3. Garantir o controle dos secretariados de organismos internacionais multilaterais com capacidade de formulação ideológica “internacionalista”.
Os secretariados de organismos internacionais, pelas características do sistema de distribuição geográfica dos cargos e pela vocação idealista e “internacionalista” de seus integrantes, em especial nas décadas iniciais das Nações Unidas, tenderam a desenvolver idéias e teorias que, levando em consideração as assimetrias do poder econômico e político, foram tomadas como desafiadoras aos interesses americanos. Assim, o controle progressivo desses secretariados, a redução de dotações e a mudança de sua orientação, em especial no caso do setor econômico das Nações Unidas, foi considerado objetivo estratégico importante, razoavelmente alcançado nos casos da Cepal, do BID, da Unctad e da Unido, se alinharam progressivamente com a ideologia econômica “correta” do Banco Mundial, do FMI e da OMC.

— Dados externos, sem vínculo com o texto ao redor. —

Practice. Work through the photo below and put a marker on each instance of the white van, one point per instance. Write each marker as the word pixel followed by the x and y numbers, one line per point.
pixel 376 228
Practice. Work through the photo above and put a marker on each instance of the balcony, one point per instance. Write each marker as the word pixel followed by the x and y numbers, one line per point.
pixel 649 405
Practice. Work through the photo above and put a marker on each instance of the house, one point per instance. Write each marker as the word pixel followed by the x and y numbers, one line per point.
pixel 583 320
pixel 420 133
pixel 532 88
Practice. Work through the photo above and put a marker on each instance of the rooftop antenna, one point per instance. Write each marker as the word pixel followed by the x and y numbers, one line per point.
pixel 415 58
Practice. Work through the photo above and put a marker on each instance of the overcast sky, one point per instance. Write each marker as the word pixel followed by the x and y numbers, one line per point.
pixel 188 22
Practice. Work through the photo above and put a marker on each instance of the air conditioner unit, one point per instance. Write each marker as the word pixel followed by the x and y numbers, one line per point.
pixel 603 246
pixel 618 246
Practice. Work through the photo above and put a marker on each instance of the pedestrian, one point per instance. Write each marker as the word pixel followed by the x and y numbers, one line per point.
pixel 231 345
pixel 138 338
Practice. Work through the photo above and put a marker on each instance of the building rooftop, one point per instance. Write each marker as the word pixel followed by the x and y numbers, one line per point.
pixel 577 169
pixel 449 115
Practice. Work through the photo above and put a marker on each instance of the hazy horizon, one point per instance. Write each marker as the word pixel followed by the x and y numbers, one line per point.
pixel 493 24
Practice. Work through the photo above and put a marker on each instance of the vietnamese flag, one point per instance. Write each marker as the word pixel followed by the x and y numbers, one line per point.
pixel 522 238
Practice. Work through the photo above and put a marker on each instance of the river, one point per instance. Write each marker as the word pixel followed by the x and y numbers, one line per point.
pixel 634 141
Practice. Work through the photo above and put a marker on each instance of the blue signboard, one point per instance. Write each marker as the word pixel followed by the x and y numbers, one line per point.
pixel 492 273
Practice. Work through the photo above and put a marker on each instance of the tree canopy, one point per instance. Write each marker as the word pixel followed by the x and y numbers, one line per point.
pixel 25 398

4. Apresentar o modelo socialista de organização política, econômica e social como intrinsecamente mau, destruidor dos valores ocidentais.
A estratégia ideológica dos Estados Unidos se beneficiou fortemente da existência do socialismo na União Soviética como sistema competitivo de organização social, política e econômica. A existência desse sistema permitiu àquela estratégia não só atacá-lo como estigmatizar, como inimiga e perigosa, qualquer crítica à política e à sociedade americana.
Tendo desaparecido o conflito Leste-Oeste, a estratégia ideológica americana deixou de se referir ao inimigo soviético e passou a considerar como sua tarefa a defesa da globalização e da democracia no plano mundial, de que são novos inimigos o fundamentalismo islâmico, o narcotráfico e o terrorismo, sempre que dificultem os interesses americanos. A ameaça deixa de ser a agressão soviética (se bem que esta seja mantida em uma espécie de freezer político) para se localizar de forma difusa.

5. Apresentar os Estados Unidos como paladinos da independência dos povos coloniais, da liberdade individual, da democracia, da iniciativa privada e dos valores espirituais do homem, da igualdade e da não-discriminação étnica, social, religiosa e econômica.
Nessa tática, os Estados Unidos se apresentaram por meios de seus aparelhos de propaganda, oficial e privada, como os paladinos da democracia (apesar de seu apoio a diversas ditaduras) contra a ditadura socialista; da independência dos povos coloniais (apesar de seu voto contrário sistemático nas Nações Unidas à independência das colônias portuguesas), da não-discriminação étnica (apesar da legislação racista do Sul e de toda discriminação até hoje existente, de fato, contra minorias em geral); dos valores espirituais do homem (apesar do culto ao consumismo, à riqueza, ao hedonismo); da igualdade social e econômica (basta ver as escolas públicas e o sistema universitário de alta qualidade aos quais as elites têm acesso especial pela riqueza ou pela influência) e religiosa.